Toute chanson est cathartique, même la plus anecdotique, comme Ses yeux brûlent. En fait, c’est peut-être là une théorie a posteriori : je ne sais pas dans quelle mesure mes chansons sont réellement cathartiques lorsque je les écris, mais je pense que si elles le sont, elles le sont vraiment toutes.

A l’écoute de la chanson En secret, on imagine des choses très sombres dans votre vie...
Ça n’a aucun rapport avec quoi que ce soit que j’aurais vécu personnellement. C’est vraiment une fiction. Je m’en suis rendu compte après coup, mais cette chanson m'a été inspirée par le film Trois huit, que j’avais vu peu de temps auparavant. Trois huit est un film sur le harcèlement au travail, et les rapports très troubles entre le tourmenteur et sa victime. En travaillant sur la mélodie, les mots « en secret » se sont imposés à moi. J’ai brodé ensuite l’histoire en dix ou quinze minutes. Contrairement à beaucoup de chansons, je ne peux pas dire quelle était mon intention au moment où je l’ai faite. J’ai seulement pu constater qu’elle avait été inspirée par quelque chose, sans aucune préméditation.

On trouve le même mode émotionnel – désolé, attristé et indulgent – sur Où conduit l’escalier, par exemple.
Oui mais je trouve aujourd’hui cette chanson un peu forcée. Le titre et la chanson en elle-même m'ont été inspirés par un recueil de nouvelles d’Alexeï Remizov, Où finit l’escalier. Là, j’essaie d’aller le plus loin dans le réalisme pour aller au-delà, dans un supra-réalisme. La partie musicale assez longue, au milieu de la chanson, me semble permettre d’imaginer la scène après que les choses eurent été assénées, de revenir sur ces deux corps qui s’humilient l’un l’autre. Le langage est un peu fort - je ne peux pas m’en empêcher.

Etes-vous très critique vis-à-vis de vos disques ?
Oui, je crois. Mais, comme je suis déjà épaté de les avoir finis, je considère mes disques comme des victoires. J’ai beaucoup d’affection pour eux - même La Mémoire neuve -, je ne les regarde jamais comme des ennemis. En fait, je m’y implique assez pour ne pas pouvoir détester mes disques.

Ce qui est historiquement curieux dans le rock d’aujourd’hui, c’est que les artistes sont aussi cultivés et intellectuellement outillés que les critiques.
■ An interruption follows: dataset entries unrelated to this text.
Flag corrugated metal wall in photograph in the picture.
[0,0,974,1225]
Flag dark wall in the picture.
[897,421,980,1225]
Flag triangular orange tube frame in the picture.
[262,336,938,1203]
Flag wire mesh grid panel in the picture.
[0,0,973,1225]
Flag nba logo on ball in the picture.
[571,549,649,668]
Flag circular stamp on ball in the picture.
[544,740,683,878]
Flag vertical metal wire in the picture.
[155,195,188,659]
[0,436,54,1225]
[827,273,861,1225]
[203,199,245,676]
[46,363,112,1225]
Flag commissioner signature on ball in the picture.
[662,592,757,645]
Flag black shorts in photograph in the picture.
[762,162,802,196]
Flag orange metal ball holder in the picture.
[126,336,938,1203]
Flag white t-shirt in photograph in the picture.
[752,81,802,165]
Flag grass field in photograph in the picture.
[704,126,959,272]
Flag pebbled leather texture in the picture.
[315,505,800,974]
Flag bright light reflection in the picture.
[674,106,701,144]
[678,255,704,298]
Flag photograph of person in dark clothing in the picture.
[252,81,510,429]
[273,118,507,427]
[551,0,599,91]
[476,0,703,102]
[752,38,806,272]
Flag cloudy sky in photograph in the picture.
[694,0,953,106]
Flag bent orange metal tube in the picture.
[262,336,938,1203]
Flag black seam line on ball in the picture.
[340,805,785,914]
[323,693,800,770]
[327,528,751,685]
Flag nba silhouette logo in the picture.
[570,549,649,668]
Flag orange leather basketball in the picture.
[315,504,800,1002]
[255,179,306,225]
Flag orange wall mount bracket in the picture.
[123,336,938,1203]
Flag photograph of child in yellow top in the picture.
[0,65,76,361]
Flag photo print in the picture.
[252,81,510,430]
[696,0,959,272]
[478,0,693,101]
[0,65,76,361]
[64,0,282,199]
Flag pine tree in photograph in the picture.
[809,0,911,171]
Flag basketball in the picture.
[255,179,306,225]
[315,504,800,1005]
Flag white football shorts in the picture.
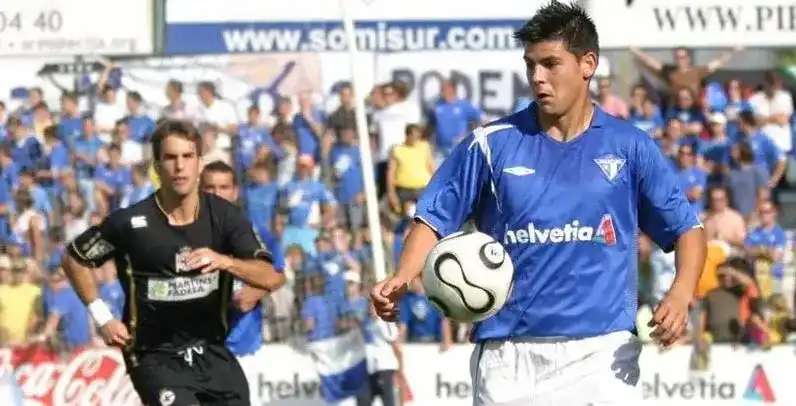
[470,331,642,406]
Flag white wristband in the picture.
[87,299,113,327]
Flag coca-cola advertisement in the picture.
[0,346,141,406]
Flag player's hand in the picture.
[185,248,232,273]
[100,320,130,348]
[370,275,407,321]
[647,288,693,347]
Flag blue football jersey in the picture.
[416,104,701,341]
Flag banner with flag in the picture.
[308,329,368,403]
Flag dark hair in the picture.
[514,0,600,56]
[738,141,755,164]
[738,110,757,127]
[200,161,238,185]
[151,120,202,161]
[127,92,144,103]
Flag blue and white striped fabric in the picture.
[308,329,368,404]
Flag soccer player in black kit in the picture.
[63,121,281,406]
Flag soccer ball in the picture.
[422,232,514,323]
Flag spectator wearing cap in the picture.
[94,63,126,143]
[630,96,665,140]
[243,162,279,232]
[293,91,326,160]
[677,144,708,213]
[34,269,92,349]
[744,202,787,299]
[58,92,83,148]
[126,92,155,144]
[0,255,41,346]
[160,79,192,120]
[36,125,71,200]
[329,128,365,232]
[279,155,337,255]
[6,117,42,169]
[749,71,793,154]
[733,111,787,188]
[725,141,768,220]
[430,79,486,165]
[94,144,133,214]
[699,112,732,178]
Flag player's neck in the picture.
[155,188,199,226]
[539,97,594,142]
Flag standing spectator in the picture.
[280,155,337,254]
[430,79,486,165]
[726,141,768,219]
[243,162,279,232]
[293,92,326,160]
[6,117,42,169]
[160,79,192,120]
[749,71,793,154]
[0,255,41,347]
[704,186,746,247]
[677,144,708,213]
[58,92,83,148]
[387,124,434,213]
[738,111,787,189]
[329,128,365,232]
[744,202,787,300]
[35,268,92,350]
[597,78,630,119]
[630,47,743,106]
[126,92,155,144]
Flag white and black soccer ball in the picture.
[422,232,514,323]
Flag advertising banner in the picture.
[165,0,546,55]
[0,0,154,57]
[589,0,796,48]
[0,345,796,406]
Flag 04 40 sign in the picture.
[0,346,141,406]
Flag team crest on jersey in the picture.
[594,154,627,181]
[174,247,191,273]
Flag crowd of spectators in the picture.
[0,49,796,362]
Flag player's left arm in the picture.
[205,205,285,291]
[635,137,707,302]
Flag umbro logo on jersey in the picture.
[503,166,536,176]
[594,155,627,180]
[130,216,147,228]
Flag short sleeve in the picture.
[223,204,273,263]
[635,137,702,252]
[415,130,492,237]
[68,217,121,268]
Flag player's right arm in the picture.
[371,127,492,321]
[61,218,130,346]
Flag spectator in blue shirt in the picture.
[677,145,708,213]
[630,98,664,138]
[125,92,155,144]
[301,274,340,342]
[329,128,365,231]
[6,117,42,169]
[666,87,705,137]
[733,111,787,188]
[58,92,83,148]
[280,155,336,255]
[94,144,133,213]
[243,162,279,231]
[398,280,452,348]
[744,202,787,297]
[37,269,92,349]
[430,80,486,164]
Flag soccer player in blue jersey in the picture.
[200,161,285,400]
[372,1,705,406]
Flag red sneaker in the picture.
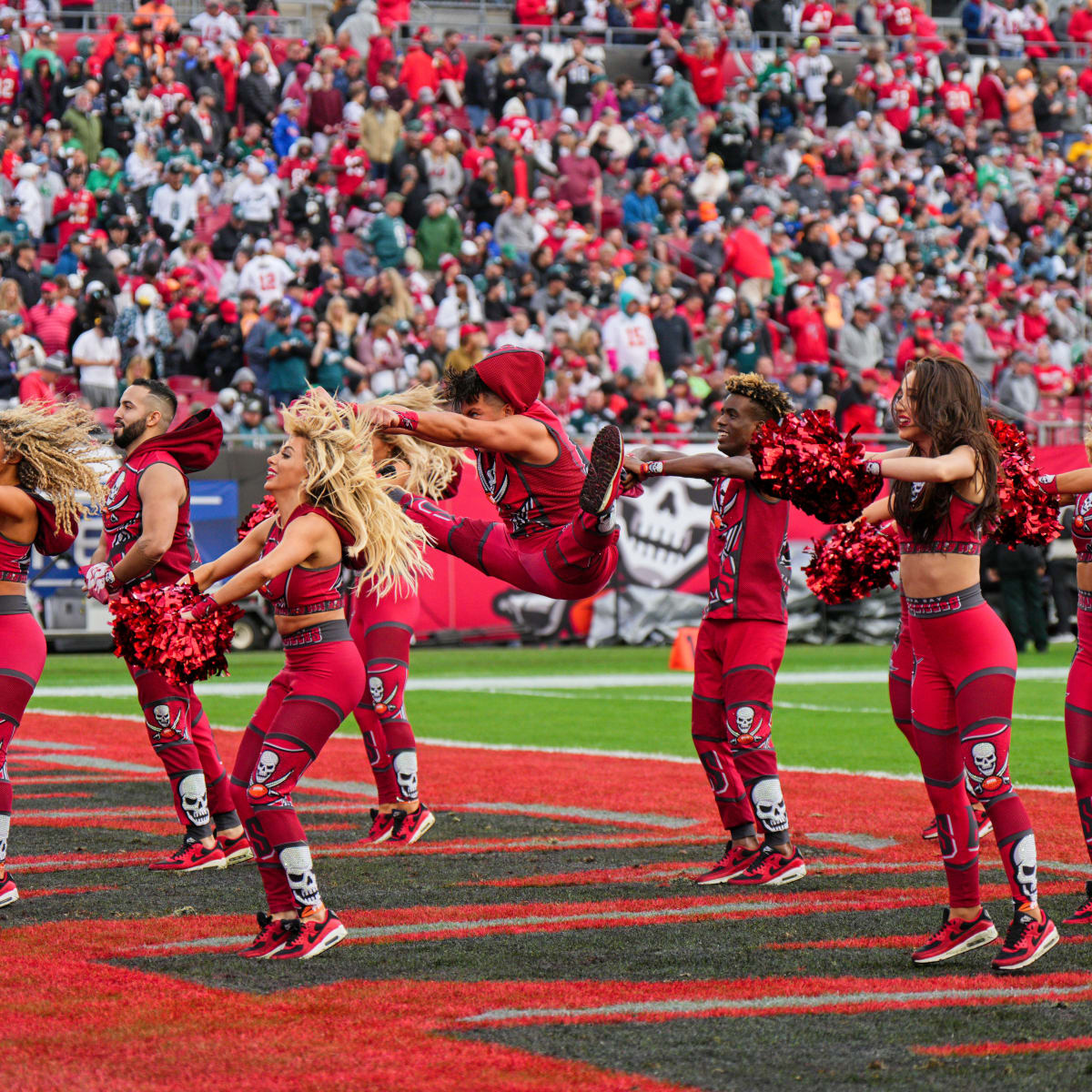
[694,842,758,885]
[238,914,296,959]
[389,804,436,845]
[269,906,349,959]
[147,837,228,873]
[580,425,626,515]
[0,873,18,906]
[364,808,394,845]
[217,834,255,864]
[990,903,1060,974]
[1057,880,1092,925]
[910,910,997,966]
[727,845,808,886]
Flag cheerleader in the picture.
[0,402,104,906]
[182,391,428,959]
[855,357,1058,972]
[1038,431,1092,925]
[349,387,463,845]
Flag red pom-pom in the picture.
[110,582,241,684]
[239,493,277,542]
[804,519,899,604]
[750,410,884,523]
[989,420,1061,546]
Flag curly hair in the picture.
[724,372,793,420]
[373,387,465,500]
[440,368,503,411]
[277,388,432,596]
[0,402,106,534]
[891,356,1000,542]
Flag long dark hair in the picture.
[891,356,998,542]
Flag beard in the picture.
[114,420,147,450]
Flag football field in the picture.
[6,644,1092,1092]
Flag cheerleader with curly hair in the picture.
[182,391,430,959]
[0,403,105,906]
[349,387,464,845]
[626,375,807,886]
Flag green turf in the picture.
[32,644,1072,785]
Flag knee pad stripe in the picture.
[956,667,1016,693]
[925,774,963,788]
[722,664,775,678]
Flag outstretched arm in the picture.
[359,405,557,463]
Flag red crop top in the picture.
[258,504,353,617]
[1074,492,1092,561]
[895,490,982,557]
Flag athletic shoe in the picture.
[238,914,296,959]
[694,842,758,885]
[0,875,18,906]
[910,910,997,966]
[1057,880,1092,925]
[269,906,349,959]
[147,837,228,873]
[217,834,255,864]
[725,845,808,886]
[992,905,1059,973]
[364,808,394,845]
[580,425,626,515]
[389,804,436,845]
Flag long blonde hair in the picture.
[373,387,466,500]
[0,402,105,534]
[284,388,432,596]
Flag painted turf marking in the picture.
[459,984,1092,1023]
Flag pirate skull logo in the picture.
[279,845,321,906]
[178,774,208,826]
[1011,834,1038,902]
[618,477,710,588]
[752,777,788,834]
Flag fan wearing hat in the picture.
[361,346,622,600]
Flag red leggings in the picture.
[401,491,618,600]
[906,585,1037,908]
[126,664,239,837]
[231,619,365,914]
[690,618,790,845]
[349,586,420,804]
[0,595,46,875]
[1066,592,1092,861]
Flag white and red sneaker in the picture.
[990,903,1060,974]
[910,910,997,966]
[238,914,296,959]
[269,906,349,959]
[147,837,228,873]
[725,845,808,886]
[0,873,18,906]
[364,808,394,845]
[217,834,255,864]
[693,842,758,885]
[389,804,436,845]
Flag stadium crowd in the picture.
[0,0,1092,444]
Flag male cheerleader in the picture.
[626,375,807,885]
[84,379,253,872]
[361,346,622,600]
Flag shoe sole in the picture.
[391,812,436,845]
[910,925,997,966]
[580,425,626,515]
[269,923,349,959]
[993,926,1061,974]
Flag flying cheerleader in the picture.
[180,389,430,959]
[349,387,464,845]
[0,402,105,906]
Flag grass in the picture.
[32,644,1072,786]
Vous aussi vous livrez-vous à un travail critique sur vos disques ?
Je n’ai pas la prétention de comprendre ce que je fais. En revanche, je peux rapidement me désolidariser de ce que je fais, avoir le recul pour juger une chanson. Mais mon critère principal reste le plaisir que je prends à faire mes chansons, tout simplement, ce qui éradique tout problème de critique. Quand j’écris une chanson comme Antonia, où tout semble aller de source, je ne lutte pas, mon sens critique est un peu au placard. Je constate seulement que prendre du plaisir à faire une chanson est un garant de qualité.